A aposentada questionou o acórdão proferido pela Primeira Turma no Recurso Extraordinário 218898-RS por meio da Ação Rescisória (AR) 1408, julgada nesta quarta-feira (16). Os ministros presentes – à exceção da ministra Ellen Gracie, que estava impedida – foram unânimes na votação que reformou o acórdão para dar à aposentada o direito de ter seu benefício recalculado.

No acórdão derrubado, a Primeira Turma entendeu que o artigo 202 da Constituição Federal – que explicava o cálculo do benefício dos aposentados como sendo dos últimos 36 meses – ainda não seria autoaplicável, por faltar lei que o regulamentasse (tal artigo já sofreu alteração, pela Emenda Constitucional 20).

Essa lei que finalmente o regulamentou, a Lei federal 8.213, foi publicada em 24 de julho de 1991. Seu artigo 29 previa cálculo semelhante ao da Constituição: pela média aritmética simples dos últimos salários de contribuição imediatamente anteriores ao do afastamento da atividade ou da data de entrada do requerimento, até o máximo de 36 meses, apurados em período não superior a 48 meses.

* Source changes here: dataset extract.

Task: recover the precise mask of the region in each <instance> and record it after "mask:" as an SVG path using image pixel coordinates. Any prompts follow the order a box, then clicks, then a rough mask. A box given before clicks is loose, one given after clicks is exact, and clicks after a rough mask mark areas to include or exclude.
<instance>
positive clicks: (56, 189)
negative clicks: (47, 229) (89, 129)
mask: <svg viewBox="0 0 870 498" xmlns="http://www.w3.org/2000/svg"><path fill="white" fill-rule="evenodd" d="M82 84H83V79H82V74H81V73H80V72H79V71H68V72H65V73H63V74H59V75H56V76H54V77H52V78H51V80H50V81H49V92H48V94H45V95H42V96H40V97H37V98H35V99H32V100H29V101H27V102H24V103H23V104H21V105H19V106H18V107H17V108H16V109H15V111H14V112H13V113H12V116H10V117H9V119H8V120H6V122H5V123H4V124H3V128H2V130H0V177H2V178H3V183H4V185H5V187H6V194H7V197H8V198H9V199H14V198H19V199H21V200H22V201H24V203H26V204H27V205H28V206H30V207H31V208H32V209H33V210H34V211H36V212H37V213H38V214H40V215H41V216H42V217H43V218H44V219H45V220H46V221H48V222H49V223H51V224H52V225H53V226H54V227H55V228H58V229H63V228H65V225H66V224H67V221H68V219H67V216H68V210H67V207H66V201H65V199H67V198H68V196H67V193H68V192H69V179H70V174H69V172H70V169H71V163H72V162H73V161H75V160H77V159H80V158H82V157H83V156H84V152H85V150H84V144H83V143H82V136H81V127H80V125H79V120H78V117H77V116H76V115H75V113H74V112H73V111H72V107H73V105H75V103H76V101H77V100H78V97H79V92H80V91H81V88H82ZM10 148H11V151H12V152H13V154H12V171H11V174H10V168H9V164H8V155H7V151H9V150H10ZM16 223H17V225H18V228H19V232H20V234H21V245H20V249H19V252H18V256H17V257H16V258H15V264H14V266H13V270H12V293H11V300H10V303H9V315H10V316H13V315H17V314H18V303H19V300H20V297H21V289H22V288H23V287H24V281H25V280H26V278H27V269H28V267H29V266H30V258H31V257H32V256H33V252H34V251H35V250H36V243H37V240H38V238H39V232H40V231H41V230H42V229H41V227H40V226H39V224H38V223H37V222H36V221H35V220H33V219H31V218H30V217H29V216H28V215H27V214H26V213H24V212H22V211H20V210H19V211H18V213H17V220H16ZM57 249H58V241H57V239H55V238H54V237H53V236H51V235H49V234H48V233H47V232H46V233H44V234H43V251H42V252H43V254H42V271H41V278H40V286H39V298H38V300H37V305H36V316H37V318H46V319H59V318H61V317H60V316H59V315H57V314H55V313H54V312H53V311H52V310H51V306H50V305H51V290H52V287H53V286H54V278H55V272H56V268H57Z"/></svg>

A interessada recebeu seu primeiro salário benefício em 2 de maio de 1991, portanto antes da publicação da lei regulamentadora. Em tese, ela não poderia ser contemplada por lei posterior. Contudo, a própria lei 8.213/91, no seu artigo 145, previu que seus efeitos retroagiriam para 5 de abril daquele ano, ou seja, quase um mês antes de ela começar a receber seu benefício.

“O benefício previdenciário da autora [da ação rescisória] foi concedido em 2 de maio de 91, portanto incidem no caso todos os efeitos da Lei 8.213/91”, disse o ministro Eros Grau, relator da AR. Para ele, o acórdão da Primeira Turma, ao entender que o art. 202 não era aplicável ao caso pela falta de lei que o regulamentasse, “acabou por ferir a literalidade dos artigos 29 e 145” da lei 8.213/91.